400 PS unter der Haube, 10.000
Liter Wasser an Bord und fast eine Million Euro teuer: Die Polizei hat
ihre neueste Waffe im Kampf gegen Randalierer vorgestellt. Der
"Wasserwerfer 10.000" ist eine rollende Hightech-Festung, die Beamten
sind begeistert.

[spiegel.de] Ein Wasserwerfer ist laut offizieller Sprachregelung ein
"geschütztes Tankfahrzeug" und eigentlich kein Blickfang mehr – am
allerwenigsten für Polizisten. Doch an diesem Tag ist bei der
Bundespolizei in Sankt Augustin bei Bonn alles anders: Aufgeregt
bestaunen Beamte in blauen und grünen Uniformen das Monstrum.

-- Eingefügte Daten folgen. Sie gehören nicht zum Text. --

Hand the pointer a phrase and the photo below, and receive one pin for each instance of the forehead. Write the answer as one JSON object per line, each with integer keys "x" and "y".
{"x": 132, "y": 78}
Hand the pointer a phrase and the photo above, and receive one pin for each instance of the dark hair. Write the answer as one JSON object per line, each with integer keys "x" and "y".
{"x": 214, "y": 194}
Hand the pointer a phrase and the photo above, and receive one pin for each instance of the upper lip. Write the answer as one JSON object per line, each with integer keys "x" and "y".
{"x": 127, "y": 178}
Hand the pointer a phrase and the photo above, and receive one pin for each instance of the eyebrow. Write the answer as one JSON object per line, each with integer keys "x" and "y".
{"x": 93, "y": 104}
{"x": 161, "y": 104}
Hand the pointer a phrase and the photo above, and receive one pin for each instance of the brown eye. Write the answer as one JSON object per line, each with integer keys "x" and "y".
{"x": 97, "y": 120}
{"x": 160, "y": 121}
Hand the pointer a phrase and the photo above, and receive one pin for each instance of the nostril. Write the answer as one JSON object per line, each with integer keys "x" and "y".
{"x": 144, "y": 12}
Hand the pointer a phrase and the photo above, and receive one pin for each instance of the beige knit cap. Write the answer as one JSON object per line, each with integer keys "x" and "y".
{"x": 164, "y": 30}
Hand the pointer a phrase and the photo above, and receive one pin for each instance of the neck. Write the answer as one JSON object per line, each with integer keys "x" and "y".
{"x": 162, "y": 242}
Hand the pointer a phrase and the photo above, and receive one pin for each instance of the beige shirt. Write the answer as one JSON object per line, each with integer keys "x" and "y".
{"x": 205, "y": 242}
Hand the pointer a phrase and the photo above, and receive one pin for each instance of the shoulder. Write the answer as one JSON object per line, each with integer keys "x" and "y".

Die Beamten balgen sich darum, einmal auf dem Kommandoplatz sitzen zu
dürfen, machen Fotos mit ihren Digitalkameras, tasten neugierig über
Metall und Plastik – und posieren vor dem Gefährt für die Kollegen
Zuhause.
Denn dieser Wasserwerfer ist kein üblicher, keiner von denen, die
seit einem Vierteljahrhundert in Deutschland Demonstrationen auflösen
und Platzverweise durchsetzen – es ist der "Wasserwerfer 10.000", ein
Prototyp der neuesten Generation. 

3300 Liter in der Minute

Fast zehn Meter lang ist der blau lackierte "Wawe 10" und so hoch,
dass seine Windschutzscheibe erst über den Köpfen der Beamten beginnt,
die um ihn herum stehen. Mehr als 400 PS treiben ihn an, 10.000 Liter
Wasser passen in seinen Tank, 3300 Liter kann er pro Minute
verschießen.

Und er ist mit modernster Technik ausgestattet: mit Digitalfunk,
selbst wenn die Streifenbeamten noch analog kommunizieren müssen, mit
Kameras und Mikrofonen und einer Festplatte, die den Einsatz
aufzeichnet – "und endlich auch mit einer Klimaanlage", sagt ein
Polizist.

Ein paar Meter weiter stehen Karl-Heinz Meyer und Achim Friedl und
freuen sich. Friedl arbeitet beim Bundesinnenministerium und hat die
Projektgruppe geleitet, die das Konzept für den "Wawe 10" erdacht hat.
Meyer ist im Bundespolizeipräsidium für Technik zuständig. "Wir sind
sehr stolz", sagt er, "denn wenn man weltweit der Erste ist, der so
etwas Gutes hinbekommen hat, kann man nur stolz sein".

"Ganz friedlich"

900.000 Euro wird ein "Wawe 10" kosten. 50 Exemplare sind bestellt,
über 78 Fahrzeuge läuft der Vertrag mit der österreichischen Firma
Rosenbauer, deren Spezialgebiet eigentlich Feuerwehrwagen sind.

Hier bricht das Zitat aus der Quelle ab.